# Bass fishing walton county



## buntin (May 2, 2011)

Looking for a few places to bass fish in Walton county. Any help would be greatly appreciated! Thanks


----------



## FishWalton (Jul 22, 2010)

It's a big County..................I would say the Choctawhatchee River and it's system below Hwy 20 would be your best bet. The ramp at Hwy 20 and several on hwy 3280 will give you access., Bozemans, Simplers, and Smoke House Lake landings. The river is low but there is plenty of water in these areas. Watch for a few sand bars here and there and stumps.

Another good starter spot is Black Creek Lodge off of McDanield Fish Camp road which runs off 3280, then left on the Black Creek Rd.
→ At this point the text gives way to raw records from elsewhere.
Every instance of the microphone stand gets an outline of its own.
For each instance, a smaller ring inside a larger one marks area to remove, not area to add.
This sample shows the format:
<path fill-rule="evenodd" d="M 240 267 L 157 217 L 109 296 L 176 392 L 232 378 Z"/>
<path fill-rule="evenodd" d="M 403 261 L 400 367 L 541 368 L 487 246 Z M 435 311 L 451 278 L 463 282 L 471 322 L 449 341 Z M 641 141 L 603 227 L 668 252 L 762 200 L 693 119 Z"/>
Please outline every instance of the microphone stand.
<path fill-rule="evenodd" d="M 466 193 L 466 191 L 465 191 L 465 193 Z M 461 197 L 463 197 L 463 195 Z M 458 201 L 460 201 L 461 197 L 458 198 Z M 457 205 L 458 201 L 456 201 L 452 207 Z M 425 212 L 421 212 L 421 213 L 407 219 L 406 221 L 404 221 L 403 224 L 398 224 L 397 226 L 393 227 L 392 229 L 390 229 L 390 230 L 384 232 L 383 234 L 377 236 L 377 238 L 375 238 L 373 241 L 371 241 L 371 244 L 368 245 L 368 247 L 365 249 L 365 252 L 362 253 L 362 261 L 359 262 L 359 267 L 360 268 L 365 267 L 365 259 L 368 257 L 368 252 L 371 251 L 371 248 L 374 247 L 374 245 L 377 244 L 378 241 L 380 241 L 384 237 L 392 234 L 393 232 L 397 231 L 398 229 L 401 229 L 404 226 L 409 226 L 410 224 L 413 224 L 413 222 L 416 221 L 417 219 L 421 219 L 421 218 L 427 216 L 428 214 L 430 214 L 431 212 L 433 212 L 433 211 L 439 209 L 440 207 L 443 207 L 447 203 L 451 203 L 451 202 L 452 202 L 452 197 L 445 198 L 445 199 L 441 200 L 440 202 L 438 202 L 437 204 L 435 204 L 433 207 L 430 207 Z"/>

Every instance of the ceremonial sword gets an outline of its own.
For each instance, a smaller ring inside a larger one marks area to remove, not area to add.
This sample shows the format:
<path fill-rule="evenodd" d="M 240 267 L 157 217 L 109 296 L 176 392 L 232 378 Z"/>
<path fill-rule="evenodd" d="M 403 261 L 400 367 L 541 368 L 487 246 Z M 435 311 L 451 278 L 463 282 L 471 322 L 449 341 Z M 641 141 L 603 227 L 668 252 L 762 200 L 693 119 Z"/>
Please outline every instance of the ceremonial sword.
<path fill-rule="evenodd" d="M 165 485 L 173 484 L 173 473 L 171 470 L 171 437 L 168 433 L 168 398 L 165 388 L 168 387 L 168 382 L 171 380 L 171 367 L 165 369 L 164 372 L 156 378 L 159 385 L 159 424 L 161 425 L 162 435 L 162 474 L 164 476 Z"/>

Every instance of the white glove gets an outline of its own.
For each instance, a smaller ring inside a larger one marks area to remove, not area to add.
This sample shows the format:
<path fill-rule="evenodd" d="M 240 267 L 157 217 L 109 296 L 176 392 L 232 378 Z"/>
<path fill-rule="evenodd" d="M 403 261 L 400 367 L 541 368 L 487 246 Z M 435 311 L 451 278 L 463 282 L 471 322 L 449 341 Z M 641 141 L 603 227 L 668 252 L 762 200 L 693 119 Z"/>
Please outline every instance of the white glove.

You turn at the Black Creek store on 3280


----------



## screwballl (Feb 1, 2011)

For lakes there is Juniper, Kings and Holly lakes, They are shallow with plenty of stumps but they should be decent for bass fishing.

If you do not mind a little drive (about half hour from Defuniak), there is also Lake Victor in Holmes county which is regularly stocked with shad and has several double digit largemouth bass come out of it every year. Google map to Lake Victor: http://maps.google.com/maps?daddr=3...=0.049834,0.090895&mra=mift&mrsp=1&sz=14&z=14


----------



## FishWalton (Jul 22, 2010)

King and Holly Lakes are private but there are a couple of commercial camp grounds there that may offer lake access. Juniper has two ramps for public. 
Here is a place near Ponce DeLeon that is reported to be excellent. Have seen several posts on the forum. I have visited but never fisher there. http://www.cypresscattle.com/Fishing.html


----------